Given the violent chaos in Haiti right now, and the absence of an economy that provides for survival for many, art-making is remarkably active, even though tourists aren’t around to buy anything. Besides Constant, whose work is now sought internationally, there is the movement called Atis Rezistans, composed of artists and children drawn from the poorest of the poor who assemble works from materials on the streets. The human skull is a recurring object and motif. For years Atis Rezistans has marketed itself shrewdly and shamelessly, organizing an event called the Ghetto Biennale, its own version of the Salon des Refusés of 19th-century Paris. Found objects are repurposed as distillations of the ravaged landscape or figures that seem to have risen out of it. Anything but realistic, these creations still remind you where they came from.

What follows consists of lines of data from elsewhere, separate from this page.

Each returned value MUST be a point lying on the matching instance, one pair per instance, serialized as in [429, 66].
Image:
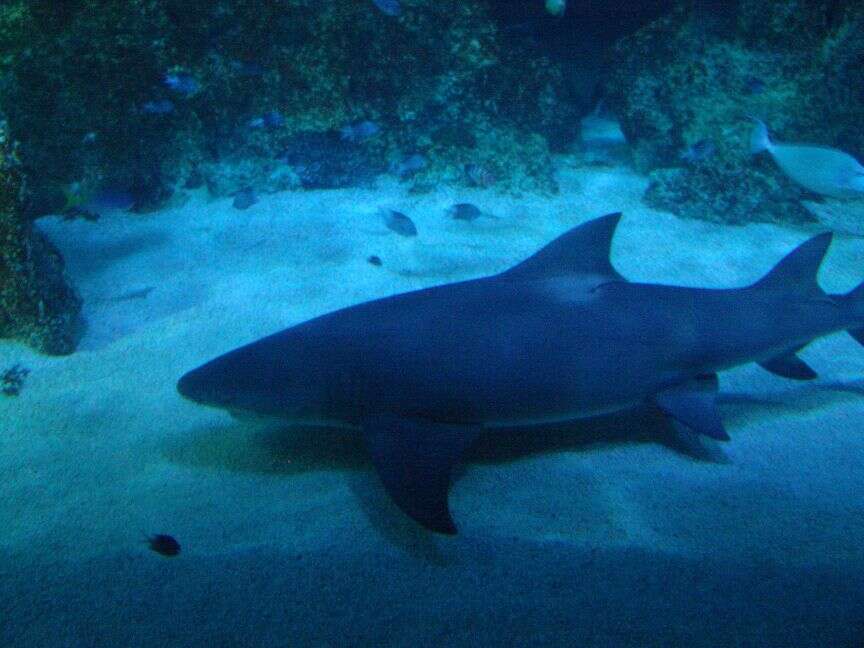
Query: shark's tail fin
[759, 140]
[796, 272]
[854, 302]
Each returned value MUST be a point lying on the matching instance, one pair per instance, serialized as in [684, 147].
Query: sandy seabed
[600, 533]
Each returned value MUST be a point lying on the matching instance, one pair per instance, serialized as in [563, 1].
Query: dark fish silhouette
[164, 544]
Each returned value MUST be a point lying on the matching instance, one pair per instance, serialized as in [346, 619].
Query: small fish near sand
[244, 198]
[820, 169]
[164, 545]
[12, 380]
[702, 150]
[464, 211]
[399, 222]
[182, 83]
[158, 107]
[359, 132]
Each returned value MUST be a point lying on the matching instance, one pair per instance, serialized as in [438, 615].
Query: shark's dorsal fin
[582, 250]
[796, 272]
[789, 365]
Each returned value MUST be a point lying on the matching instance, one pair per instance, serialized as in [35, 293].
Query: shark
[558, 337]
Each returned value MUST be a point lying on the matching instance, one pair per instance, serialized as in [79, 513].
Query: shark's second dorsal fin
[796, 272]
[582, 250]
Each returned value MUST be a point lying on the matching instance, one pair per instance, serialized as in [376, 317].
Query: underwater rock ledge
[37, 305]
[685, 86]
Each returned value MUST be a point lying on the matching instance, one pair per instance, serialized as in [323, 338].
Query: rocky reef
[686, 85]
[153, 94]
[37, 305]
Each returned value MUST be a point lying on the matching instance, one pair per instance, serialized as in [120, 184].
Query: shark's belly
[520, 382]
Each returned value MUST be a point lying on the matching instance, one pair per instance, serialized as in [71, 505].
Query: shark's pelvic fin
[789, 366]
[582, 250]
[415, 459]
[796, 272]
[693, 405]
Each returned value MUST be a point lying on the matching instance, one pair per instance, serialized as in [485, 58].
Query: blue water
[203, 175]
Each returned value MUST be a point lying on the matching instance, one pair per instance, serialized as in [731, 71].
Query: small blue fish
[158, 107]
[272, 119]
[182, 83]
[753, 85]
[360, 132]
[388, 7]
[465, 211]
[699, 152]
[247, 68]
[399, 222]
[244, 198]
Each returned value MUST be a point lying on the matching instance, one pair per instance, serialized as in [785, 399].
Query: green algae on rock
[37, 306]
[79, 78]
[682, 80]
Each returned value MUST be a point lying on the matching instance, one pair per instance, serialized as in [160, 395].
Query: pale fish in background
[603, 141]
[819, 169]
[842, 217]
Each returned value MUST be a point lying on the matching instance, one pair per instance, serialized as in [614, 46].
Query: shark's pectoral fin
[415, 459]
[693, 405]
[789, 366]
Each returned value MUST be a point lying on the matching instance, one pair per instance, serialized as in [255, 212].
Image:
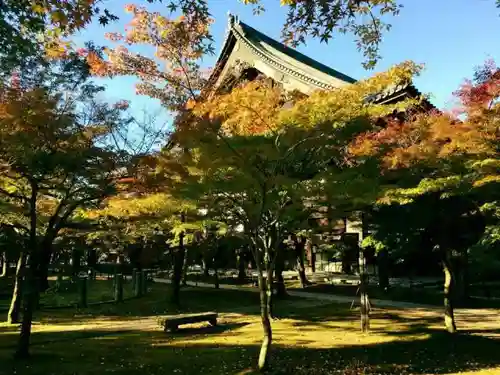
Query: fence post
[119, 287]
[138, 284]
[83, 292]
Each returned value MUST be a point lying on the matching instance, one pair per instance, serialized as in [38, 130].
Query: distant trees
[55, 157]
[444, 175]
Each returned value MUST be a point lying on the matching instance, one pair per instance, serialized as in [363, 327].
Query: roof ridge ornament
[232, 19]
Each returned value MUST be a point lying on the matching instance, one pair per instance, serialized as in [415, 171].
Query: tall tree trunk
[5, 264]
[383, 274]
[265, 293]
[280, 281]
[299, 254]
[43, 266]
[216, 277]
[363, 294]
[462, 281]
[184, 267]
[178, 267]
[206, 269]
[241, 269]
[449, 316]
[29, 303]
[15, 303]
[30, 297]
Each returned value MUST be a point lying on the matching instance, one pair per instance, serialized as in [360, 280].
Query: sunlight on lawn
[311, 340]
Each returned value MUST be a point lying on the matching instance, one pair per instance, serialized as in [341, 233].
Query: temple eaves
[245, 46]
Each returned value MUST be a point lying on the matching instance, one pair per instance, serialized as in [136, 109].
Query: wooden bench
[171, 323]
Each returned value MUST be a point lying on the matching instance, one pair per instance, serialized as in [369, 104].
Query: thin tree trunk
[241, 269]
[449, 316]
[265, 303]
[184, 267]
[462, 281]
[15, 304]
[216, 278]
[5, 264]
[31, 286]
[178, 266]
[383, 275]
[299, 253]
[206, 270]
[43, 267]
[364, 308]
[280, 281]
[29, 302]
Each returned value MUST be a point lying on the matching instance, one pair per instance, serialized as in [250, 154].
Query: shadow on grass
[43, 338]
[155, 353]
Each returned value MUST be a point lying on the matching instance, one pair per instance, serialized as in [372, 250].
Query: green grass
[99, 290]
[415, 295]
[125, 339]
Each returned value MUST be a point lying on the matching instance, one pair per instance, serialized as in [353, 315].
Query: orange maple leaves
[436, 136]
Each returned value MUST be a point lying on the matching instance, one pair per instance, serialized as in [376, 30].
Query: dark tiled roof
[256, 37]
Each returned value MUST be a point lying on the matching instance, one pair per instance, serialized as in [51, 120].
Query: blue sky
[450, 37]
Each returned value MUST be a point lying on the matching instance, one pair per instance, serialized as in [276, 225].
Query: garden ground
[310, 337]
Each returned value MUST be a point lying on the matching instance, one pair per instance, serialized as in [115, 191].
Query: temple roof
[281, 57]
[243, 42]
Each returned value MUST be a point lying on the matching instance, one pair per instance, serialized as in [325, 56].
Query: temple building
[247, 54]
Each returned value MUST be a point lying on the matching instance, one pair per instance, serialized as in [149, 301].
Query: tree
[24, 23]
[55, 157]
[266, 163]
[450, 164]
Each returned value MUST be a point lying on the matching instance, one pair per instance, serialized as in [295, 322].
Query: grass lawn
[125, 339]
[97, 291]
[395, 293]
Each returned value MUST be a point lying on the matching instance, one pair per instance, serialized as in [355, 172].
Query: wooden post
[138, 284]
[119, 287]
[83, 292]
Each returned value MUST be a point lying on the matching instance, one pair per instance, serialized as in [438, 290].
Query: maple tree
[25, 25]
[265, 163]
[56, 156]
[450, 164]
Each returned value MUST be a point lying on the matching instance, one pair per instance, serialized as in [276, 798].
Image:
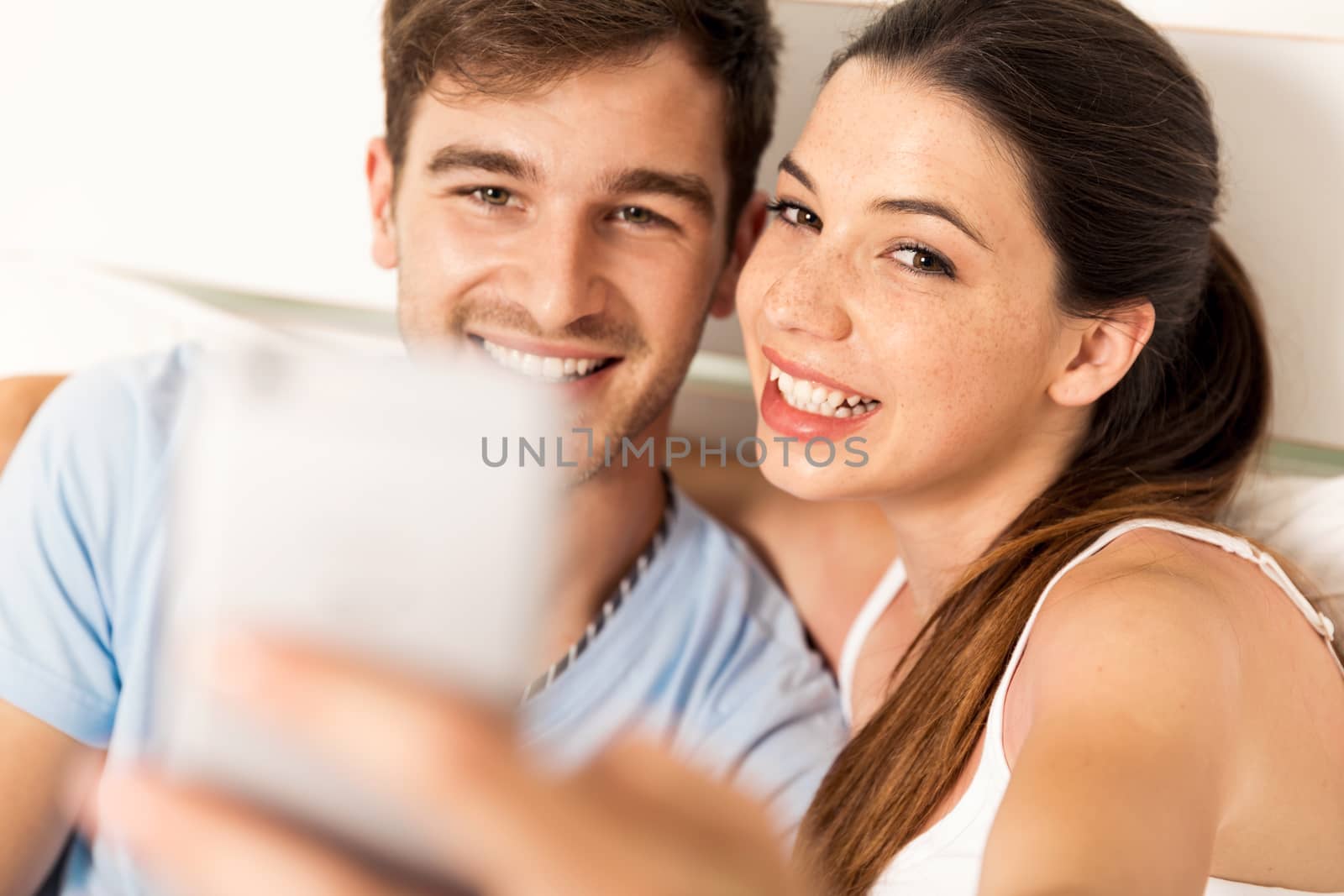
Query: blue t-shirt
[706, 651]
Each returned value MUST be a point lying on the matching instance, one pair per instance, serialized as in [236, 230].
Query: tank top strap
[1241, 547]
[874, 606]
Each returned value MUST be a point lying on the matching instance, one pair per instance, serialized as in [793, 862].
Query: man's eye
[494, 195]
[636, 215]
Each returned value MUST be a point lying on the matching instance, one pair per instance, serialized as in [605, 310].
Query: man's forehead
[662, 113]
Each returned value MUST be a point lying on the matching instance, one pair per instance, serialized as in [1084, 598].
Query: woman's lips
[792, 422]
[804, 372]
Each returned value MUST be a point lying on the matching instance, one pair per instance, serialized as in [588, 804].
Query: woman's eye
[494, 195]
[797, 215]
[922, 261]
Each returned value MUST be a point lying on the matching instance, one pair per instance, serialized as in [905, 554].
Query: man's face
[577, 235]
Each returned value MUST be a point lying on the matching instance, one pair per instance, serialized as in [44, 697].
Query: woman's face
[904, 296]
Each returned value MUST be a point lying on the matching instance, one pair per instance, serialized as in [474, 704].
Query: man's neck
[606, 523]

Constant has exhibited with Atis Rezistans — Haitian artists abroad tend to get thrown together into group shows — but her flags, especially these late ones in the Fort Gansevoort show, are more about harmony than decay. Her imagined worlds hold together — there’s enough space on the flags to fill them with characters as well as the profusion of symbols that surrounds them.
And Constant herself has landed in another world, the art market. Her flags will now reach the same museums and collectors who bought the stylish “quilts” that the Ghanaian artist El Anatsui commissions teams in his country to make from discarded soda cans. If Constant approaches El Anatsui’s must-have status among collectors (and she seems headed for that), the prices for her work will be very high. Constant should have already been recognized as a national treasure in Haiti. But success can be a liability for anyone who wants to return to work there.
David D’Arcy lives in New York. For years, he was a programmer for the Haifa International Film Festival in Israel. He writes about art for many publications, including the Art Newspaper. He produced and co-wrote the documentary Portrait of Wally (2012), about the fight over a Nazi-looted painting found at the Museum of Modern Art in Manhattan.